Writer的派生类有BufferedWriter、CharArrayWriter、FilterWriter、OutputStreamWriter（派生类有FileWriter）、PipedWriter、PrintWriter、StringWriter。下面来介绍各个类的用法。

Writer
Writer类定义了字符输出基本的方法，其派生类的相同方法就不再重复描述。对于所有的输出类来说，当Writer输出字符时会先将其保存在缓冲区中，直到缓冲区满了才会一次性将整个缓冲区的内容输出到文件中，如果想要手动的输出，则可以调用flush()方法或也可以启用自动冲刷模式，每当调用println就会输出到文件。

public void write(int c) throws IOException;
public void write(char cbuf[]) throws IOException;
abstract public void write(char cbuf[], int off, int len) throws IOException;
//append效果与writer相同
public Writer append(char c) throws IOException;
public Writer append(CharSequence csq) throws IOException;
public Writer append(CharSequence csq, int start, int end) throws IOException ;
abstract public void flush() throws IOException;
abstract public void close() throws IOException;

PrintWriter
PrintWriter是一个主要的输出字符的类，可以通过文件名、OutputStream对象、Writer对象或File对象来进行初始化，其中可以通过设定csn来指定文件的编码格式。

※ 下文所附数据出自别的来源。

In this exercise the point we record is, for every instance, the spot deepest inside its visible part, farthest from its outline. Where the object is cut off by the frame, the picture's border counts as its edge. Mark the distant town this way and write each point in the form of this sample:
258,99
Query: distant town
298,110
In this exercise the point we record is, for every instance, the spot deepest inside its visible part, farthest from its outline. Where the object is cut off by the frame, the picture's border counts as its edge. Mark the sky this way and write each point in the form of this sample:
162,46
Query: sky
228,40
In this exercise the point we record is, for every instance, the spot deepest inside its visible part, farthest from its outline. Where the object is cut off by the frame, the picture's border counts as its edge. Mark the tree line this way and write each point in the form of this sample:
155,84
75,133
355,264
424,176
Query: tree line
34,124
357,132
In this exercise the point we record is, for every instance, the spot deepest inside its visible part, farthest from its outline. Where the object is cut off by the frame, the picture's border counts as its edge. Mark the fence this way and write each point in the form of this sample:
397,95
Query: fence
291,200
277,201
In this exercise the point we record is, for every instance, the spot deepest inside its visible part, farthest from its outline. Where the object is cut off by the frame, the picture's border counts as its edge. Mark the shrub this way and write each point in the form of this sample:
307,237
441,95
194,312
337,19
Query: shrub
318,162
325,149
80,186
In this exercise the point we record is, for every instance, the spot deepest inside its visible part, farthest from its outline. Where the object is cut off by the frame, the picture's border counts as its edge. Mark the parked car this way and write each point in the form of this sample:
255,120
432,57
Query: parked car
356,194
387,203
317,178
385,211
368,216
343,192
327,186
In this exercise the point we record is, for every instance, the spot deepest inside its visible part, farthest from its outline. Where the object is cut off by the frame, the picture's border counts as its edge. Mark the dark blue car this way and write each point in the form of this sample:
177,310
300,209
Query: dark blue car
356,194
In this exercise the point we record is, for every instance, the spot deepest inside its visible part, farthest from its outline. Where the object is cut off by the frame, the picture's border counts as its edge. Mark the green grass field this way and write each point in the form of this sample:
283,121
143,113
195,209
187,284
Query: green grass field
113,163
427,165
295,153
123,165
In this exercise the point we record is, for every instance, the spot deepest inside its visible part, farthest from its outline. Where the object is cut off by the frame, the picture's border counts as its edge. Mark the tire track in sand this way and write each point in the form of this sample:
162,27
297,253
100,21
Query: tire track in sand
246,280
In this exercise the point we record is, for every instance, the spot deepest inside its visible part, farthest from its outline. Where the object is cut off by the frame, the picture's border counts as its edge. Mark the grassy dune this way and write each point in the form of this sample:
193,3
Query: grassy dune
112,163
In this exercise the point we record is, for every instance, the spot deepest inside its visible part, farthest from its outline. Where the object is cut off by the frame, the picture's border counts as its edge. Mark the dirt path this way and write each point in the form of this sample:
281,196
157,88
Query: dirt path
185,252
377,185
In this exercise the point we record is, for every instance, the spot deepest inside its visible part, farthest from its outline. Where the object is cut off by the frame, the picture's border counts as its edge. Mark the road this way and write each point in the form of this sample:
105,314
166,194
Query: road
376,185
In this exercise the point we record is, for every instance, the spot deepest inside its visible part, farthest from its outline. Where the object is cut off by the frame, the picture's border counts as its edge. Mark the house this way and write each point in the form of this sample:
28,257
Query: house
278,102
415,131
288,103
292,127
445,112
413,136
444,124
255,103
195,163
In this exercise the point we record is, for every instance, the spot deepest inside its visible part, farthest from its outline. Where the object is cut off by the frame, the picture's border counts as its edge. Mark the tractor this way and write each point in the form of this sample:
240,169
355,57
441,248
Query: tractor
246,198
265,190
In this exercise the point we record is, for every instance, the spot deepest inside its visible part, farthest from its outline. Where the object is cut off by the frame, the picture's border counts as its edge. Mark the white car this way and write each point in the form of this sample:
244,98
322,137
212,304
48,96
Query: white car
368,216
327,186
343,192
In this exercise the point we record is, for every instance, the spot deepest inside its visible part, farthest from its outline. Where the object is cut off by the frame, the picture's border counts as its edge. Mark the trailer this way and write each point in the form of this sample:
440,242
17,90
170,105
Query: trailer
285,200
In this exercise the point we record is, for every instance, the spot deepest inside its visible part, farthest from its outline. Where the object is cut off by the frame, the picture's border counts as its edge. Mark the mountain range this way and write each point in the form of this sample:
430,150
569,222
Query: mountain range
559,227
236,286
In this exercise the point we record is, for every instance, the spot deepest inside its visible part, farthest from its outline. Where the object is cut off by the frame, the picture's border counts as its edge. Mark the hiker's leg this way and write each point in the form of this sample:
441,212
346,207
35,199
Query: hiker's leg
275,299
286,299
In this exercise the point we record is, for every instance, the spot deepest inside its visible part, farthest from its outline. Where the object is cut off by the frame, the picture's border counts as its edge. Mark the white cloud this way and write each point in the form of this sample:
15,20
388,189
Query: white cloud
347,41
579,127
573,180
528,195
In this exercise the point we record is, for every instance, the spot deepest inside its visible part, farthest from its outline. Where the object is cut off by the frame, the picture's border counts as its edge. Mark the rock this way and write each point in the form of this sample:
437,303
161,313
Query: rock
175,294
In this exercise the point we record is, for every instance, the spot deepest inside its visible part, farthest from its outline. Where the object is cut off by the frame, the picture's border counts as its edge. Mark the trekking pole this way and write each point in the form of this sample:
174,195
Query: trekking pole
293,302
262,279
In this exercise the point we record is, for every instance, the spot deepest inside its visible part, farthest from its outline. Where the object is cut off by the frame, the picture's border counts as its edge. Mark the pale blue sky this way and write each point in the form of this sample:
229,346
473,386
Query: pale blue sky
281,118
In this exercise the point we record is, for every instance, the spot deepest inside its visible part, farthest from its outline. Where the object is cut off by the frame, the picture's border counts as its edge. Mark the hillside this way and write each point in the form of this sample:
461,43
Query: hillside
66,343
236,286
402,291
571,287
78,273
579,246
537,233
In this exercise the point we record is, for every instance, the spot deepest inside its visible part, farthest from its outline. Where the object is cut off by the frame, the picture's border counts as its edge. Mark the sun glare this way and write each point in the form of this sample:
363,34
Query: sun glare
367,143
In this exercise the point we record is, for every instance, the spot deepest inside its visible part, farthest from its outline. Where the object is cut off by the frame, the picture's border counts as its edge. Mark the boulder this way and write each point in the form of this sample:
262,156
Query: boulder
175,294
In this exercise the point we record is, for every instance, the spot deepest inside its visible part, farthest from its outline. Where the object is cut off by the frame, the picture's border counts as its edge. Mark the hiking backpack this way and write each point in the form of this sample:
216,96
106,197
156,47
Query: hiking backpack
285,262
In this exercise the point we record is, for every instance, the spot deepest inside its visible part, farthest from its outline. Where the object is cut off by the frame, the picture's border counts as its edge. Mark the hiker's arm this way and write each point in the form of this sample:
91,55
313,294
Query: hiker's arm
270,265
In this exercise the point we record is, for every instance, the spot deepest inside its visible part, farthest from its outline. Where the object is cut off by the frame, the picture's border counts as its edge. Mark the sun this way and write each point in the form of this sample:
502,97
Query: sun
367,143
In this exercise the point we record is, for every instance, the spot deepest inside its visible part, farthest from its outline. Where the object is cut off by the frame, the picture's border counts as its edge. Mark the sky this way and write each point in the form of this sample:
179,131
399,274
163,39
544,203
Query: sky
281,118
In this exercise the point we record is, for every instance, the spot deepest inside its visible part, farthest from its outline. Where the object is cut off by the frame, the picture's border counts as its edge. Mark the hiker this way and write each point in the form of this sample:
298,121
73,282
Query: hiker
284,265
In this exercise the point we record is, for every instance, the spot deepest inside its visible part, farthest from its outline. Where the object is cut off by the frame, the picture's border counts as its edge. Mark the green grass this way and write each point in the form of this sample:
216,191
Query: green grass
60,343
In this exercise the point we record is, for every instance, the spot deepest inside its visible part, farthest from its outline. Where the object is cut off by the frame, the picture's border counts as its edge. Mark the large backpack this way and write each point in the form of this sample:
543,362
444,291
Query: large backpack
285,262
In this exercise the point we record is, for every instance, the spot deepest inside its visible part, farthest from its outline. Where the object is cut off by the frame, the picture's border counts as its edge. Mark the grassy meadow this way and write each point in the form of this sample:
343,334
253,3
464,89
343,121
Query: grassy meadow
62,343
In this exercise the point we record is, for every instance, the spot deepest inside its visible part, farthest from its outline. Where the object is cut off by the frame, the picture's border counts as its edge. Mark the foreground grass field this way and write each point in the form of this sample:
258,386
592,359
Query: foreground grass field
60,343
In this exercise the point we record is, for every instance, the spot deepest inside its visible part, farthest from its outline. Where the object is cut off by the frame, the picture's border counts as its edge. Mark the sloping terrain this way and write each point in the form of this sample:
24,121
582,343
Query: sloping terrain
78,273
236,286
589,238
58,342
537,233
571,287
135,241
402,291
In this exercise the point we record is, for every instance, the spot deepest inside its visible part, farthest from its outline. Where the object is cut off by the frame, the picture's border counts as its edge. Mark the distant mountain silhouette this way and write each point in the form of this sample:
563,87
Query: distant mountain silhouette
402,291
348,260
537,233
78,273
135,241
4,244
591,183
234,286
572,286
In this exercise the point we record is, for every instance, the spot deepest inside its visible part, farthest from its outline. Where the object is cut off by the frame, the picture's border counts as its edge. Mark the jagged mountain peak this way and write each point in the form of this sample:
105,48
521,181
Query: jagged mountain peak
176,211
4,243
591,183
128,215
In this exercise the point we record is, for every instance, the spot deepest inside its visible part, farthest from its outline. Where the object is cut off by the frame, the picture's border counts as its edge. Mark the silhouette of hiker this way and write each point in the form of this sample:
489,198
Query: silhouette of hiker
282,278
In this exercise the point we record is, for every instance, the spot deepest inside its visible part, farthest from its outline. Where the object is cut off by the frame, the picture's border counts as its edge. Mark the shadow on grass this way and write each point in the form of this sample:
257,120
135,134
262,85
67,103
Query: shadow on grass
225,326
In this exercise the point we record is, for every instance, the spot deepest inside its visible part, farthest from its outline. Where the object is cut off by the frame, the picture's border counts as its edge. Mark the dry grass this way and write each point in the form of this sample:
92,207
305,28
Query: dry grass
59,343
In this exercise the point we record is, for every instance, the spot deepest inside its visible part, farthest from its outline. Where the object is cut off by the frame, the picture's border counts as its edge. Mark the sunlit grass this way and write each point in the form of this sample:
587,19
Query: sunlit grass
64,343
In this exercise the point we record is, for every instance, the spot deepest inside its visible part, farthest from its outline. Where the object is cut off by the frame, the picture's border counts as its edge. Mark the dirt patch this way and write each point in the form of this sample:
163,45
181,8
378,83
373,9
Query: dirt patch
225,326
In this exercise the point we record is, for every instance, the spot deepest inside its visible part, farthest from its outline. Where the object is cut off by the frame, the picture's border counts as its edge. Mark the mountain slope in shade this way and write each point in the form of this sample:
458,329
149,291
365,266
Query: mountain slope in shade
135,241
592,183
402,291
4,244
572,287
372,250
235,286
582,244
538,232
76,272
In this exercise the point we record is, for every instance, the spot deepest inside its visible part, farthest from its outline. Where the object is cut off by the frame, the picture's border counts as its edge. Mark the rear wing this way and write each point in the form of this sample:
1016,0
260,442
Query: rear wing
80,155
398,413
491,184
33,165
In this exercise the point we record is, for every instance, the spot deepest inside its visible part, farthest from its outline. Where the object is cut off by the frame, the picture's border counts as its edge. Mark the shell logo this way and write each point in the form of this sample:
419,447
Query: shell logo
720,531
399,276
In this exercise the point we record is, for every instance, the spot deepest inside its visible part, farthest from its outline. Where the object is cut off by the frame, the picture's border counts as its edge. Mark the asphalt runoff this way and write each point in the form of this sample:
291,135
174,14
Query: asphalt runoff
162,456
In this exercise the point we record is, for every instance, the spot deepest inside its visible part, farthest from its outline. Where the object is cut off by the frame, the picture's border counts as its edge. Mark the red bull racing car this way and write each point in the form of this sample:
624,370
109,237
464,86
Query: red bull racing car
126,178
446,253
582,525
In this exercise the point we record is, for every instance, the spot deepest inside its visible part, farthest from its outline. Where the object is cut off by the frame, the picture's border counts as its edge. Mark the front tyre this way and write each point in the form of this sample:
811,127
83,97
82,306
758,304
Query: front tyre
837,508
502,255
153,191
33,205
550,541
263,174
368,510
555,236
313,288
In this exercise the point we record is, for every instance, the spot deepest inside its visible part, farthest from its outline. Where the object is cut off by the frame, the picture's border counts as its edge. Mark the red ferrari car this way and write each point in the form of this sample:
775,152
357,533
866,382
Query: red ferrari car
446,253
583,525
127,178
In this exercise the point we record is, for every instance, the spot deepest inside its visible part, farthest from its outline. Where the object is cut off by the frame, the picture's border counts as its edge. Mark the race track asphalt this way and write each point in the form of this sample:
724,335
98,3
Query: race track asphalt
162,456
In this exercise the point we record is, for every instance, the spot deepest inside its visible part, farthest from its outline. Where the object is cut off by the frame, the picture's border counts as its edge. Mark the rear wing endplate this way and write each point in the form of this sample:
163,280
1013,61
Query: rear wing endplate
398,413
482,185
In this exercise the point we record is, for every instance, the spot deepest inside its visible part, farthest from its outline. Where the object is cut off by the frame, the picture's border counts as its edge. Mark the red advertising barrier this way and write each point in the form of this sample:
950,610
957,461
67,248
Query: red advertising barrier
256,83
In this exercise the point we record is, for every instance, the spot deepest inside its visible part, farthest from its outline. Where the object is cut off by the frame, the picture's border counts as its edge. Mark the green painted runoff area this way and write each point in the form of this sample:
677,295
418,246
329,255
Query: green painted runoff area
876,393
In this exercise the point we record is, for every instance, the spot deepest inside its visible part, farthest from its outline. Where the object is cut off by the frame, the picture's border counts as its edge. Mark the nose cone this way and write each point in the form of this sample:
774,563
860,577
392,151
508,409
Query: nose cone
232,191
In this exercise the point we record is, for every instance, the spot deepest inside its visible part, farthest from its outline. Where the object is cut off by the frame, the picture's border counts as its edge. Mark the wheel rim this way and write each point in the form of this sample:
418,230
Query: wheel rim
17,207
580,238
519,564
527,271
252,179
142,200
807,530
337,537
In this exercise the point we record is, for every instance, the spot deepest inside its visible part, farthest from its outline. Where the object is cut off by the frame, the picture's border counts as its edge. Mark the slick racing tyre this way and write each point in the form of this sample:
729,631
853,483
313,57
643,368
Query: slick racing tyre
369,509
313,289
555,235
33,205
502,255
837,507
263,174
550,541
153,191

public PrintWriter(String fileName);
public PrintWriter(String fileName, String csn) throws FileNotFoundException, UnsupportedEncodingException;
public PrintWriter(OutputStream out);
public PrintWriter(OutputStream out, boolean autoFlush);
public PrintWriter (Writer out);
public PrintWriter(Writer out, boolean autoFlush);
public PrintWriter(File file) throws FileNotFoundException;
public PrintWriter(File file, String csn) throws FileNotFoundException, UnsupportedEncodingException;

除了Writer中已经定义的方法，PrintWriter还提供了print()和println()方法，其中参数可以是任意类型，底层都调用了write(String)的方法。此外，该类还支持类似C语言输出printf(String format, Object ... args)的方法。

BufferedWriter
BufferedWriter相较Writer没有提供更多的功能，该类主要的用途是对字符进行缓存来加快其余Writer派生类的输出效率，通过PrintWriter out = new PrintWriter(new BufferedWriter(new FileWriter("foo.out")));可以加速out的输出效率，Java Doc中建议来这样使用BufferedWriter。实际上PrintWriter除了通过Writer out来初始化外，其余的初始化方法已经通过BufferedWriter加快了输出效率。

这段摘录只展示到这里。